Я, депортированный гомосексуалист... - [29]
Эльзасские традиции требуют, чтобы траурную процессию во время похорон матери возглавляли отец и тот из сыновей, кто еще не был женат. Мне пришлось идти во главе ее вместе с отцом, который, кстати, пережил ее ненадолго. Взглядам собравшихся я предстал бледным как полотно, с охапкой красных роз, которую положил на опущенный в могилу гроб. Затем принялся громко выть. От меня отшатнулись. Тетя плеснула мне воды в лицо, два врача ввели успокоительное средство. Никто не понимал безысходности моего разбушевавшегося горя. Кто мог догадаться, что вместе с мамой ушли все мои тайны? Что она была их единственным хранителем? Мамы больше не было, и я остался безнадежно одиноким.

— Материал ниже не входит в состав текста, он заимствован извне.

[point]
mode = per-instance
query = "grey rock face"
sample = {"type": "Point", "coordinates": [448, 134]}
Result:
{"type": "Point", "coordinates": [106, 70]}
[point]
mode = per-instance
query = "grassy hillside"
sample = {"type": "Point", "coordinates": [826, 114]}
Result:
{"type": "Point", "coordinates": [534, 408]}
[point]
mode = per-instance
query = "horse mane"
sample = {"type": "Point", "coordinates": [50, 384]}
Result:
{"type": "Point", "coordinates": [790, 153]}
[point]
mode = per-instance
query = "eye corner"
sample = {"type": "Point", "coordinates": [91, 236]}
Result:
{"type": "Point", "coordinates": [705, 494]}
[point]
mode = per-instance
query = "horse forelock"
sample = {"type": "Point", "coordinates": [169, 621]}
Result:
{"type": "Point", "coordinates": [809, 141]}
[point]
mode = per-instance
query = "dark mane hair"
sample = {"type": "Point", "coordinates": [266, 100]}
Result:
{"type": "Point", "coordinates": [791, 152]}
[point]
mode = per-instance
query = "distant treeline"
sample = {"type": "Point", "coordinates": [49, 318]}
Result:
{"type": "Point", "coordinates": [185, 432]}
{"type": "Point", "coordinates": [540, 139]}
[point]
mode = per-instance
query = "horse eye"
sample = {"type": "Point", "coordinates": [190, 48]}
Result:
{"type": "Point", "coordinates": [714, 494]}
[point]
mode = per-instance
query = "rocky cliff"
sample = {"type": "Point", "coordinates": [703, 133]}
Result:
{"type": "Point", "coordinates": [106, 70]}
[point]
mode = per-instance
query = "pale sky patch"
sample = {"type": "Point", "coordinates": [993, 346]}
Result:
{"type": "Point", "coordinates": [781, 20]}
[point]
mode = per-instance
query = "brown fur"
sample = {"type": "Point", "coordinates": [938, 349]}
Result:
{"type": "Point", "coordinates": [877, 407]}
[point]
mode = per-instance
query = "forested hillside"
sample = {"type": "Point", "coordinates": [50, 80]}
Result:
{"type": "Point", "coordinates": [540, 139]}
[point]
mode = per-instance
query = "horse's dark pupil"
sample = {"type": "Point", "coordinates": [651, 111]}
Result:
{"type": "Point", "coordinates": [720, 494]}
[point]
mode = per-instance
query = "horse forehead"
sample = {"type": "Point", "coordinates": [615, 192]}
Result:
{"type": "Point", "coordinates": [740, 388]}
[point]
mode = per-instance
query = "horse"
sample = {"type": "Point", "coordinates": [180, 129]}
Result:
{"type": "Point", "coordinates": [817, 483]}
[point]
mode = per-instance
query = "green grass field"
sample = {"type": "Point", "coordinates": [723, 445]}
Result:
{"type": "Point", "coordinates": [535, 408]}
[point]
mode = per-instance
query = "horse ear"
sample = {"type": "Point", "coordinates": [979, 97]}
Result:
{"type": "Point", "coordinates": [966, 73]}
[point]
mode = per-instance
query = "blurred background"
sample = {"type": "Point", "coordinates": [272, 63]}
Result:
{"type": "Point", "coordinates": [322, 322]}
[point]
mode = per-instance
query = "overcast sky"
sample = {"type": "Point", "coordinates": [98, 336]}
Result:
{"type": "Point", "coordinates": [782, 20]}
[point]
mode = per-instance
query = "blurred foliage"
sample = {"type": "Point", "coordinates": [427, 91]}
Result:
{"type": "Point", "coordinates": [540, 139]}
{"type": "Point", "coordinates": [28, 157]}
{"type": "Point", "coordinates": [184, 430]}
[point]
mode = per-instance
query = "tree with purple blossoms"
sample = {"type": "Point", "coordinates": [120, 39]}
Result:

Теперь нужно было переустраивать дом. Я быстро понял, что при жизни всем заправляла именно она. Я остался один с отцом. По вечерам, когда я приходил с работы, мы почти не разговаривали, скрывая наш траур под обычными ежедневными заботами, пряча тоску под сухим сожалением. Моего бедного отца вскоре разбил паралич левой половины тела. Произошло это однажды вечером, когда мы в молчании ужинали друг против друга: он как раз подносил ко рту ложку, и вот она внезапно выпала из руки. С тех пор мне приходилось каждый вечер кормить его и укладывать спать. Мне очень помогала гувернантка мадам Берта, делавшая все, что нужно, да и другие женщины из семьи тоже. Все видели, как я измучился. Собравшись на семейный совет, мы решили найти ему такое место, где о нем позаботились бы как положено. Сестра мадам Берты Серафика нашла дом для инвалидов, где смогли воссоздать интерьер его комнаты вплоть до мебели. Он умер 6 ноября 1954-го, шестидесяти семи лет, спустя тринадцать лет после моего освобождения из лагеря Ширмека, день в день. До самого конца он хранил полное молчание по поводу моей гомосексуальности: об этом мы с ним так и не сказали друг другу ни слова.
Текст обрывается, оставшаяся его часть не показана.